Information reporting and certain related record keeping requirements for covered transactions could potentially be required of the captive insurer, the insured (including potentially fronting companies used in a reinsurance model), and certain owners of the insured, as well as material advisors who provided tax statements with respect to the transaction.
The owners of the insured, the insured, and the captive (and any fronting company used in a reinsurance model) for covered transactions must disclose their involvement to the IRS. These parties are required to annually file Form 8886, “Reportable Transaction Disclosure Statement,” with their tax returns beginning with the 2016 tax year. Retroactive reporting is also required for covered transactions from after November 2, 2006 and before January 1, 2016 (generally due by January 30, 2017). All disclosing parties must describe when and how they became aware of the transaction, and disclosing captives are required to provide certain additional detailed information. The disclosing parties must also retain a copy of all material documents and other records related to the transaction. Failure to disclose on Form 8886 could result in a penalty of 75% of the tax benefit of the transaction, with minimum and maximum penalties ranging from $5,000 to $50,000 depending upon the status of the reporting party.
Material advisors that have made a tax statement on or after November 2, 2006 with respect to covered transactions entered into on or after that date also have disclosure and record keeping obligations.
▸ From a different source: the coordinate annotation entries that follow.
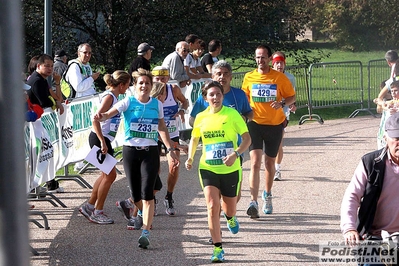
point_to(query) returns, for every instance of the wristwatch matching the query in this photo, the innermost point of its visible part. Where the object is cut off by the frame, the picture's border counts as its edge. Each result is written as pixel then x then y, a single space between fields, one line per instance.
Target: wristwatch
pixel 170 149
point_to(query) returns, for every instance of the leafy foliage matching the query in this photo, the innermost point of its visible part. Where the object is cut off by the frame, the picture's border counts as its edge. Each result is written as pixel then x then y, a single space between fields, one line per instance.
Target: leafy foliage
pixel 115 28
pixel 357 25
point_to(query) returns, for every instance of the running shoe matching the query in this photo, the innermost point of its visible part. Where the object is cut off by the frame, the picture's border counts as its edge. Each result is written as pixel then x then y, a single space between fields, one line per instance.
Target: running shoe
pixel 85 211
pixel 218 254
pixel 233 225
pixel 124 207
pixel 267 203
pixel 277 176
pixel 100 218
pixel 170 209
pixel 144 240
pixel 253 210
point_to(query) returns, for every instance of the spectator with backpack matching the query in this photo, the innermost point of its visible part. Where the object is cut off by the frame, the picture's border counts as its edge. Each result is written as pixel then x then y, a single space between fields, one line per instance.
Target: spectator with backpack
pixel 79 74
pixel 80 79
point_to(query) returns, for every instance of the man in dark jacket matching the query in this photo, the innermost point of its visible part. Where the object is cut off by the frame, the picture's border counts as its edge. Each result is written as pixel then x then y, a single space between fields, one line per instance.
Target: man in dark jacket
pixel 144 52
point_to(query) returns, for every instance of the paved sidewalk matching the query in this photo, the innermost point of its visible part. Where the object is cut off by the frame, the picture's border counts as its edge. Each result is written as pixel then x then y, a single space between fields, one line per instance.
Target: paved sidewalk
pixel 319 161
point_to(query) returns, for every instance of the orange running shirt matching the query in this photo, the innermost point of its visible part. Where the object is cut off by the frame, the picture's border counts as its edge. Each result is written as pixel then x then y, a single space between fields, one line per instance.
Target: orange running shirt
pixel 262 90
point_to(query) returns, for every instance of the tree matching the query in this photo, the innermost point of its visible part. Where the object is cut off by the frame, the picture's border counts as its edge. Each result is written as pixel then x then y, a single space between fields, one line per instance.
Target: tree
pixel 357 25
pixel 115 28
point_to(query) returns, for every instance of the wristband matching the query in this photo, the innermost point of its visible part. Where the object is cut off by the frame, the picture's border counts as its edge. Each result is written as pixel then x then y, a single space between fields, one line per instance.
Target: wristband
pixel 237 154
pixel 170 149
pixel 184 110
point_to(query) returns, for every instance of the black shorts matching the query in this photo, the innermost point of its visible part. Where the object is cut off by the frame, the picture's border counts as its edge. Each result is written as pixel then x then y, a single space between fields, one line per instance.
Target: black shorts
pixel 141 169
pixel 161 145
pixel 228 184
pixel 95 141
pixel 265 137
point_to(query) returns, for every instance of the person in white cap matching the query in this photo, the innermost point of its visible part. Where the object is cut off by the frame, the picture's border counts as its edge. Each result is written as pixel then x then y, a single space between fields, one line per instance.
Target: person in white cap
pixel 369 208
pixel 144 52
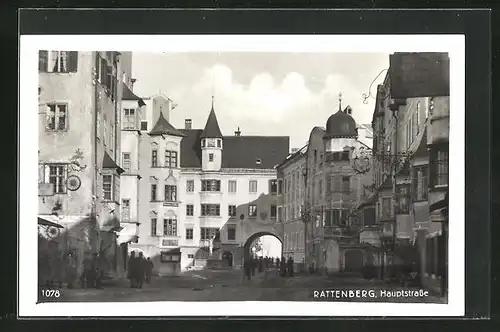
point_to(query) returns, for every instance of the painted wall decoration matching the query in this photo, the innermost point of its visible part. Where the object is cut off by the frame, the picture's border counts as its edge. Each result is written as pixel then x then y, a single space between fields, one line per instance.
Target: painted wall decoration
pixel 76 161
pixel 73 182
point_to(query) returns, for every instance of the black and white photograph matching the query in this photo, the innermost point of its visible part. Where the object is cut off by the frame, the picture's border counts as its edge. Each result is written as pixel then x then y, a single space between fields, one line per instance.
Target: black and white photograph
pixel 219 171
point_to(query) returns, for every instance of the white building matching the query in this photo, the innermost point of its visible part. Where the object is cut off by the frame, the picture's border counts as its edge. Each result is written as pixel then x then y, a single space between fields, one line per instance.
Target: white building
pixel 203 196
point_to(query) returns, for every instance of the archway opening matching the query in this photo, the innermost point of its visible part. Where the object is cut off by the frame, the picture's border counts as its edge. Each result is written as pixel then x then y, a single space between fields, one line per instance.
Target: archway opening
pixel 263 244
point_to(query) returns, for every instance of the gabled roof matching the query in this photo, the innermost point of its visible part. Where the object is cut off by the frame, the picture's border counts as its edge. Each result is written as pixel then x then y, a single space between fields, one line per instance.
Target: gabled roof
pixel 163 127
pixel 212 129
pixel 107 162
pixel 255 152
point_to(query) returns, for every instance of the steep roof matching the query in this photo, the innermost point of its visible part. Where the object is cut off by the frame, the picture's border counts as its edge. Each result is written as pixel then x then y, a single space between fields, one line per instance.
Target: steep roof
pixel 257 152
pixel 163 127
pixel 212 129
pixel 127 94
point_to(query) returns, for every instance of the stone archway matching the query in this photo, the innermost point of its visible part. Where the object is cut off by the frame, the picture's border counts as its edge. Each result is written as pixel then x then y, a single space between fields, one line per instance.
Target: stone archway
pixel 246 247
pixel 353 260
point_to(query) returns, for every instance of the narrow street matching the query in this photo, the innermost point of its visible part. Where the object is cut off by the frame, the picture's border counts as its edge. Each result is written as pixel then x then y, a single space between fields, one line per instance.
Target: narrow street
pixel 209 285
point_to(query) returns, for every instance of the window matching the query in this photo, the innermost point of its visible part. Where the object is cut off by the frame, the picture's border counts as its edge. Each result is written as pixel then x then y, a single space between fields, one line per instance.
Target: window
pixel 207 233
pixel 170 193
pixel 189 210
pixel 442 168
pixel 57 117
pixel 129 118
pixel 170 158
pixel 125 209
pixel 154 189
pixel 126 162
pixel 386 208
pixel 153 226
pixel 273 211
pixel 273 187
pixel 231 186
pixel 170 227
pixel 403 192
pixel 210 185
pixel 420 183
pixel 232 211
pixel 346 184
pixel 57 176
pixel 57 61
pixel 252 186
pixel 231 232
pixel 210 210
pixel 154 158
pixel 107 187
pixel 252 210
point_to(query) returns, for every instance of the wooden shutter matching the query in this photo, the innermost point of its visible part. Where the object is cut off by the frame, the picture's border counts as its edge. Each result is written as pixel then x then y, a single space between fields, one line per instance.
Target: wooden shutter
pixel 72 61
pixel 43 61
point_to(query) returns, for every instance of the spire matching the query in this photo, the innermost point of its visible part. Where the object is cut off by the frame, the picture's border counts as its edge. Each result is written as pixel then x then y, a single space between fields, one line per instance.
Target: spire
pixel 163 127
pixel 212 129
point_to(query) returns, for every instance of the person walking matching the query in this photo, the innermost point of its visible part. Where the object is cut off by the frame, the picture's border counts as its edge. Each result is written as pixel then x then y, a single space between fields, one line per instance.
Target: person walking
pixel 132 269
pixel 141 269
pixel 149 270
pixel 290 266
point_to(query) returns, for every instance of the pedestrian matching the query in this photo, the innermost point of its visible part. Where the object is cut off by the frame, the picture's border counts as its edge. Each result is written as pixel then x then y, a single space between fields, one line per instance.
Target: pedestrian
pixel 290 266
pixel 282 267
pixel 149 270
pixel 132 269
pixel 140 270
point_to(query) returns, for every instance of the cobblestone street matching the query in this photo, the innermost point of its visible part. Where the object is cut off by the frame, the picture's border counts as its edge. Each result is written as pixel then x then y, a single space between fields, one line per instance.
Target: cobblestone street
pixel 229 286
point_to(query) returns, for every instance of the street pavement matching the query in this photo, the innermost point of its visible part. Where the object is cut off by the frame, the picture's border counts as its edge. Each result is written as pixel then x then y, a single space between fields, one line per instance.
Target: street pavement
pixel 229 285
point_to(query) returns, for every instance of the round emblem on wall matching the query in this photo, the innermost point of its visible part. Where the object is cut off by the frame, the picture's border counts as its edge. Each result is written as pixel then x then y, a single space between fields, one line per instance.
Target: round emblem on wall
pixel 73 182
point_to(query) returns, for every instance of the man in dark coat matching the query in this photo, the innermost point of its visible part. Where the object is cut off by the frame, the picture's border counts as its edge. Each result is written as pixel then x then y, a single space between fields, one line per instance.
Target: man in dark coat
pixel 141 269
pixel 283 267
pixel 290 266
A material advisor is generally a person who provided any material aid, assistance or advice with respect to organizing, promoting, implementing or insuring the transaction, and derives gross income in excess of $250,000 if substantially all of the tax benefits are provided to non-individual taxpayers (or $50,000 if substantially all of the tax benefits are provided to individuals). Material advisors must file Form 8918, “Material Advisor Disclosure Statement,” and maintain a list identifying each person that they acted as a material advisor to regarding such a transaction. Failure to disclose on Form 8918 could result in a penalty of $50,000, and failure to make the list available within 20 business days of a written request could result in daily penalties of $10,000.
Taxpayers utilizing a micro-captive structure should review their structure to determine whether these new reporting and record keeping requirements apply. As stated above, micro-captive transactions that are used for legitimate risk management purposes that do not involve tax avoidance could nonetheless be caught in the broadly crafted criteria of the Notice.